Perl thread question

E

Eric

Hello,

I was given a task that requires me to launch multiple executions of
the same script using different args as input. Instead of waiting for
the first to complete before starting the second one, I need to run
them in their own thread (i.e. parallel).
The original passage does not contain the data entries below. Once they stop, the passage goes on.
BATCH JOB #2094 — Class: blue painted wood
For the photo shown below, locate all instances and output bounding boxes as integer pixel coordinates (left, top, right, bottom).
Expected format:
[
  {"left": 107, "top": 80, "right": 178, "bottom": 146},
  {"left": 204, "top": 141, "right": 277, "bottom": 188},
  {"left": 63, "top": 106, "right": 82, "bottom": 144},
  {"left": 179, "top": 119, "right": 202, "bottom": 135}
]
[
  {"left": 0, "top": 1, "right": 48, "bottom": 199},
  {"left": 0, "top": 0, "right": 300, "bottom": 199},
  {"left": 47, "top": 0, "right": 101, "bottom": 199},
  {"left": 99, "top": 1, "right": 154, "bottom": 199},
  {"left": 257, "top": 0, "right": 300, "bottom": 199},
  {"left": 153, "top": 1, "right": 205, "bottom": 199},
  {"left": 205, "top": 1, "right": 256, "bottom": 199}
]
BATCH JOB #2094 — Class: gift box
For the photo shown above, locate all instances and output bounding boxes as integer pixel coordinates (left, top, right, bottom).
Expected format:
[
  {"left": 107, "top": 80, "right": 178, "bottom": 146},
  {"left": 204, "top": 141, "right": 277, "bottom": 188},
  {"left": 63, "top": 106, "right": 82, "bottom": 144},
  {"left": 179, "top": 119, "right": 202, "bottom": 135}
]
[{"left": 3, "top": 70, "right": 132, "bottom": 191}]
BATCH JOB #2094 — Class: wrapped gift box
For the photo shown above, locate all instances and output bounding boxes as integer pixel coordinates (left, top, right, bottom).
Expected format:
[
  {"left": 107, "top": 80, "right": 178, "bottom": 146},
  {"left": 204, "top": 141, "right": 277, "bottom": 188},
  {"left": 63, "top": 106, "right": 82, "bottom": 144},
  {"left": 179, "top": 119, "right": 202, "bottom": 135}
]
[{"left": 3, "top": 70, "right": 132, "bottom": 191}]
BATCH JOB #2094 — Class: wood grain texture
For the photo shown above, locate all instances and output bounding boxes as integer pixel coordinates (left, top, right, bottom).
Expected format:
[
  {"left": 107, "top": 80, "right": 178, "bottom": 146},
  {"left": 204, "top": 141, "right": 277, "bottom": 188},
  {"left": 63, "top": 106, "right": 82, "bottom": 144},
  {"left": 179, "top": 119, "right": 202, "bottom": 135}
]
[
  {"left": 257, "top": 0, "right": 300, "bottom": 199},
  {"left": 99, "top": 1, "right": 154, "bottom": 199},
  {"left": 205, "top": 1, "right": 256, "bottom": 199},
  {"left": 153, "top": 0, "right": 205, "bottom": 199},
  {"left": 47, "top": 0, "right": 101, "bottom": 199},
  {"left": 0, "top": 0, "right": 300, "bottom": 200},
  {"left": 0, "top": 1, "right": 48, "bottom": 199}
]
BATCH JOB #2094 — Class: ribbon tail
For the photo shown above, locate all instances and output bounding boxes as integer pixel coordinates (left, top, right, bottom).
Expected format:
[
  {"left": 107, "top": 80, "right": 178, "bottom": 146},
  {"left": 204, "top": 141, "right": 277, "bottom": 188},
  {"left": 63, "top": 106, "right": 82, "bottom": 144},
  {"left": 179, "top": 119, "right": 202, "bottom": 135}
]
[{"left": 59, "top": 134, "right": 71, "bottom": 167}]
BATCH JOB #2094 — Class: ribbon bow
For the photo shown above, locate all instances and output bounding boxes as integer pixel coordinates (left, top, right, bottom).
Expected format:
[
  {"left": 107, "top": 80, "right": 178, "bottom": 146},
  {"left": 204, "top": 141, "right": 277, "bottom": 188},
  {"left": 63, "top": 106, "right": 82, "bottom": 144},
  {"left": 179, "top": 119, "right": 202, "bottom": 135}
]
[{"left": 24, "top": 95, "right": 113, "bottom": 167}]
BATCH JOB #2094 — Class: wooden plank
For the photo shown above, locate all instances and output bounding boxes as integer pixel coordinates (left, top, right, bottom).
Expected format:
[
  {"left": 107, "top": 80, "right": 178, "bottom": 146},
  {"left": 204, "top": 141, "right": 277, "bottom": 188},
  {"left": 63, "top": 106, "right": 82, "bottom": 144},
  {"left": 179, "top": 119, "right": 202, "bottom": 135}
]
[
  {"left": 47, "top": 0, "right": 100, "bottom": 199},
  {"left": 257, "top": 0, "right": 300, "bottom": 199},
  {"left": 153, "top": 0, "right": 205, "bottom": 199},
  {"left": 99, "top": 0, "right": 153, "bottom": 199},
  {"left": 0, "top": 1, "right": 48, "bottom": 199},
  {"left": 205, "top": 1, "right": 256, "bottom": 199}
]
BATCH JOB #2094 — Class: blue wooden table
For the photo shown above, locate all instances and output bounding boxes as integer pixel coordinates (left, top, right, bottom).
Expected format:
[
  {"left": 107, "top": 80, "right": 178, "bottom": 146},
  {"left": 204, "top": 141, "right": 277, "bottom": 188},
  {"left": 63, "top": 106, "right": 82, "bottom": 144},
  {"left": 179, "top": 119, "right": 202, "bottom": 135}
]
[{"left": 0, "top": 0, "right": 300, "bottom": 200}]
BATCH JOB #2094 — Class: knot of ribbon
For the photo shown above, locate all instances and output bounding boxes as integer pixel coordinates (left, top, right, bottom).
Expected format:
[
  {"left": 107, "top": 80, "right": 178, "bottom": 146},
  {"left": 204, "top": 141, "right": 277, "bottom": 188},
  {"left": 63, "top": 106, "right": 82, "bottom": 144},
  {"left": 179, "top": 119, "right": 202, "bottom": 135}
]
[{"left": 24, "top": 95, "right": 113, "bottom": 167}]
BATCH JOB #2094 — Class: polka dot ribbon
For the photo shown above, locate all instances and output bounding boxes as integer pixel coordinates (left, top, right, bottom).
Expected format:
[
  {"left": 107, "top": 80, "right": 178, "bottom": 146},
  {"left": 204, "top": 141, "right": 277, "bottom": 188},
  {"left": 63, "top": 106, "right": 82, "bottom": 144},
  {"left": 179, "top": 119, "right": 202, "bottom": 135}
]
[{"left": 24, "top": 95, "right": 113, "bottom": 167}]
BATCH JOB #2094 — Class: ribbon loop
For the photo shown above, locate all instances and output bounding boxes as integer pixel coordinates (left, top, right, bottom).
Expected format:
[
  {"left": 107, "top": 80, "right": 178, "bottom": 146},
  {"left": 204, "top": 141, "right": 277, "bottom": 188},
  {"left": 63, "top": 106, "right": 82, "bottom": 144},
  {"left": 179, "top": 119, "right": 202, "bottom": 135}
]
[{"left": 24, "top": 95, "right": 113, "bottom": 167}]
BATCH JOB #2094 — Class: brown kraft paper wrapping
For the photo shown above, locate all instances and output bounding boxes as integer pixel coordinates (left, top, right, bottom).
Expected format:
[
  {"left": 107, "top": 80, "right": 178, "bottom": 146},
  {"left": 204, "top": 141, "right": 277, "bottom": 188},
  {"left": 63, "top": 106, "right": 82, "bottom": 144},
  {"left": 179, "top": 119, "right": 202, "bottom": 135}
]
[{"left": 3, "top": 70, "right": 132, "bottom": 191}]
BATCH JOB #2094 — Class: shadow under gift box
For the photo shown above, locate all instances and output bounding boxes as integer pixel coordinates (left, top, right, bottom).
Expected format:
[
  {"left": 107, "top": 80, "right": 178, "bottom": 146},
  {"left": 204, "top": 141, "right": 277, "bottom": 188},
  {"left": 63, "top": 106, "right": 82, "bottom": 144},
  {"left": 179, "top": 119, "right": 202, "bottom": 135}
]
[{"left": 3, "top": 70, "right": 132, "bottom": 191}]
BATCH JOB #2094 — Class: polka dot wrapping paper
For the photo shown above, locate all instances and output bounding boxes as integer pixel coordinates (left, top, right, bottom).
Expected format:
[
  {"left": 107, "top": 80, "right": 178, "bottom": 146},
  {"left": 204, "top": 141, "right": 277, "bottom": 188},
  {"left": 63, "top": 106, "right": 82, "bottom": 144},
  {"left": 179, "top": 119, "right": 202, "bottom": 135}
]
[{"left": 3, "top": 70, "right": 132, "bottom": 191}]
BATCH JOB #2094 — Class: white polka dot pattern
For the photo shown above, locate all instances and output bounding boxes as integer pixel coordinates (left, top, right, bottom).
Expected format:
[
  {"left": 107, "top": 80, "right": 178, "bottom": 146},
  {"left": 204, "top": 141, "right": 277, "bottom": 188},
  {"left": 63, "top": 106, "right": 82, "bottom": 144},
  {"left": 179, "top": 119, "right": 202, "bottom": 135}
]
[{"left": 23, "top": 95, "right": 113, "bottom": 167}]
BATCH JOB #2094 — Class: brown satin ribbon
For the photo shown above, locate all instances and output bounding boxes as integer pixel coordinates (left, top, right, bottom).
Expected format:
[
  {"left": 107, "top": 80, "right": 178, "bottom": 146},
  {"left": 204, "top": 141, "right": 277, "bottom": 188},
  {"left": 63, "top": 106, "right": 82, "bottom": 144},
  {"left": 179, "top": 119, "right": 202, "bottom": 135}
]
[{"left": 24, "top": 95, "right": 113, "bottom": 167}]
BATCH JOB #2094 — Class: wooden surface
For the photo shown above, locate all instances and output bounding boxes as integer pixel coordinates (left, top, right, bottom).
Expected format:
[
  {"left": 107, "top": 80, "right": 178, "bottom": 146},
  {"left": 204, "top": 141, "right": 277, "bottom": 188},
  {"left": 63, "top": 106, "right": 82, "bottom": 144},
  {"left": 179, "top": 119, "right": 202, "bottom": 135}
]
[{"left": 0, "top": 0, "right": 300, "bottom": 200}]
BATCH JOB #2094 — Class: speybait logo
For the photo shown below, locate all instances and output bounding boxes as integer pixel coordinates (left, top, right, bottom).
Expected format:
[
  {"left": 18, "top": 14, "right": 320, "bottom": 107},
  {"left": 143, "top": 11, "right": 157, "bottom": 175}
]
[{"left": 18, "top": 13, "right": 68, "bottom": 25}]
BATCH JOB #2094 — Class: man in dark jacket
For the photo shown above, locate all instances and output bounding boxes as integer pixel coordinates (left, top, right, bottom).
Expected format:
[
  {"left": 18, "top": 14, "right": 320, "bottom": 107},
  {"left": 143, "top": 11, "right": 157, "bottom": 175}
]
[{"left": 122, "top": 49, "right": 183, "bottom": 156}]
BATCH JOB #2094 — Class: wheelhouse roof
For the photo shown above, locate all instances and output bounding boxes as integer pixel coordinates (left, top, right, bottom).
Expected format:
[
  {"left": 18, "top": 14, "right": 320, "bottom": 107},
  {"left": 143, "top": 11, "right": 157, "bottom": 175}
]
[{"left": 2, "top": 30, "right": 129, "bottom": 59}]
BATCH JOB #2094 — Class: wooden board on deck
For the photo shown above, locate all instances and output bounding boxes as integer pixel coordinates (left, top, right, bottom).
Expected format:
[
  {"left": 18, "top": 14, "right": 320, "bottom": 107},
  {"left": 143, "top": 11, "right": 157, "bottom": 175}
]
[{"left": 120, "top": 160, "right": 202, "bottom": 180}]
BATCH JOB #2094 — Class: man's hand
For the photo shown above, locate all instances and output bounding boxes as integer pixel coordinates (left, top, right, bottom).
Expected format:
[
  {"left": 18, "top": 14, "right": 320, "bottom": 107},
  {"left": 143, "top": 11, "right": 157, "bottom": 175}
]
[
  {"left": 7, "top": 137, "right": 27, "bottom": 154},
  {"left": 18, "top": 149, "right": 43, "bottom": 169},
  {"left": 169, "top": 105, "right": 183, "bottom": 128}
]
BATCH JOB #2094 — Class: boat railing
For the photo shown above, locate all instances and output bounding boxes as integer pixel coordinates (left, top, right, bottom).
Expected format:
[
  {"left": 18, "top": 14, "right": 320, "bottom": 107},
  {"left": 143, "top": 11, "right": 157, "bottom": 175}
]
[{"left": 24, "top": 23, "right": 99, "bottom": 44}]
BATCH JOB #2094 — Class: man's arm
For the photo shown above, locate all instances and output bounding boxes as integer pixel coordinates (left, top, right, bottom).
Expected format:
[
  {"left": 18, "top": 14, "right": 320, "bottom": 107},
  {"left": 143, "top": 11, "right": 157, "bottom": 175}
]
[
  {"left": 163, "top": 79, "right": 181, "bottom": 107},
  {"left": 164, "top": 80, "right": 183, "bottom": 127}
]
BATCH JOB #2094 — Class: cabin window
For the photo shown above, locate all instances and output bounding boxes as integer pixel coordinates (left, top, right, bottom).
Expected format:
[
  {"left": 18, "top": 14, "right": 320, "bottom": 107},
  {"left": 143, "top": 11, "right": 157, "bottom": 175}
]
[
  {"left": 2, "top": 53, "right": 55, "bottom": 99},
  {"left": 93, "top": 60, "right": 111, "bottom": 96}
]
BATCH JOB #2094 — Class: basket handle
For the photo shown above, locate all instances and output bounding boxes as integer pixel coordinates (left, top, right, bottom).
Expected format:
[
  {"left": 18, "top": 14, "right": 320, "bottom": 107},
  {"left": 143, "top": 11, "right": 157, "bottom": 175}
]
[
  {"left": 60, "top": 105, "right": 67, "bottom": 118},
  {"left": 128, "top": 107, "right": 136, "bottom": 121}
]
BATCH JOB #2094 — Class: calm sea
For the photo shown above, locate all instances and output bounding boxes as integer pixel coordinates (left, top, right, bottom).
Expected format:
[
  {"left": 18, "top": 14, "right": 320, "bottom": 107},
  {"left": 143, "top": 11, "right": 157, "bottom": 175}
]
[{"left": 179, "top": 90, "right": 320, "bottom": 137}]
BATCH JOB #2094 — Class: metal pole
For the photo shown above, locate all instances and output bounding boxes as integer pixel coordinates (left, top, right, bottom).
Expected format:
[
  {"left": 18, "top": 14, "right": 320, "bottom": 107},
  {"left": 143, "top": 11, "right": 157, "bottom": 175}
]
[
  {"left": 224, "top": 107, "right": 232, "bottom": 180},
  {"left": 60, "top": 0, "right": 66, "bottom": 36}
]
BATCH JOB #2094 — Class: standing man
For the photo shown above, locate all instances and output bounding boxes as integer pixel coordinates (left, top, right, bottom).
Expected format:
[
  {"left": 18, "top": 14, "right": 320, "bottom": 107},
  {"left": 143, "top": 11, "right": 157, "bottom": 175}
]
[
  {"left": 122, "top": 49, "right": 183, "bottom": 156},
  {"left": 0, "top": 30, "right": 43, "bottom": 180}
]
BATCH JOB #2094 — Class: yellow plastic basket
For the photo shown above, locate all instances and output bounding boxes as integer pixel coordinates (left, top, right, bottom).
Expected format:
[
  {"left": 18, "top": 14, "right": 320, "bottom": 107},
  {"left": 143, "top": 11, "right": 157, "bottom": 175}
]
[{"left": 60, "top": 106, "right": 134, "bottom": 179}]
Here is what I've done so far. The script I am executing is called
'log_on_off.exp', which is an Expect script that logs on, then off of
a console, which is provided as input to the command:

vvvvvvvvvvvvvvvvvvvvvvvvvvvvvvvvvvvvvvvvvvvvvvvvv
use Config;
use threads;

my @cmdline = ("log_on_off.exp mach003-con",
"log_on_off.exp mach022-con",
"log_on_off.exp mach030-con");

foreach (@cmdline) {
my $thr = threads->new(\&runExpectScript, $_);
}

sub runExpectScript {
my $cmd = $_;
my $runScript = `$cmd`;
}
^^^^^^^^^^^^^^^^^^^^^^^^^^^^^^^^^^^^^^^^^^^^^^^^^^^

After running this script, I can see that all three executions are
running as separate processes, which is what I would expect:

$ ps
PID TTY TIME CMD
2150 pts/1 00:00:23 bash
30151 pts/1 00:00:00 log_on_off.exp
30153 pts/1 00:00:00 log_on_off.exp
30155 pts/1 00:00:00 log_on_off.exp
30268 pts/1 00:00:00 ps
$

It turns out that I need the result of the subroutine to determine if
the login, logout was successful. So I tried using the join function
as follows:

vvvvvvvvvvvvvvvvvvvvvvvvvvvvvvvvvvvvvvvvvvvvvvvvv
use Config;
use threads;

my @cmdline = ("log_on_off.exp mach003-con",
"log_on_off.exp mach022-con",
"log_on_off.exp mach030-con");

foreach (@cmdline) {
my $thr = threads->new(\&runExpectScript, $_);
my $retResponse = $thr->join;
}

sub runExpectScript {
my $cmd = $_;
my $runScript = `$cmd`;

if ($runScript =~ m/successful/) {
print "SUCCESS\n";
} else {
print "FAILURE\n";
}
}
^^^^^^^^^^^^^^^^^^^^^^^^^^^^^^^^^^^^^^^^^^^^^^^^^^^

When I run this Perl script in the background, I never see more than
one log_on_off.exp process running at any time. According to the
document I am using as a learning tool (http://perldoc.perl.org/
perlthrtut.html), the join function waits for the thread to exit
before continuing. I interpret this as saying that the second command
will not be started until the first returns, which defeats the purpose
of my using Perl threads to begin with, since these commands are being
executed serially (which is no different than running them in a loop
without even using Perl threads). Is my interpretation correct?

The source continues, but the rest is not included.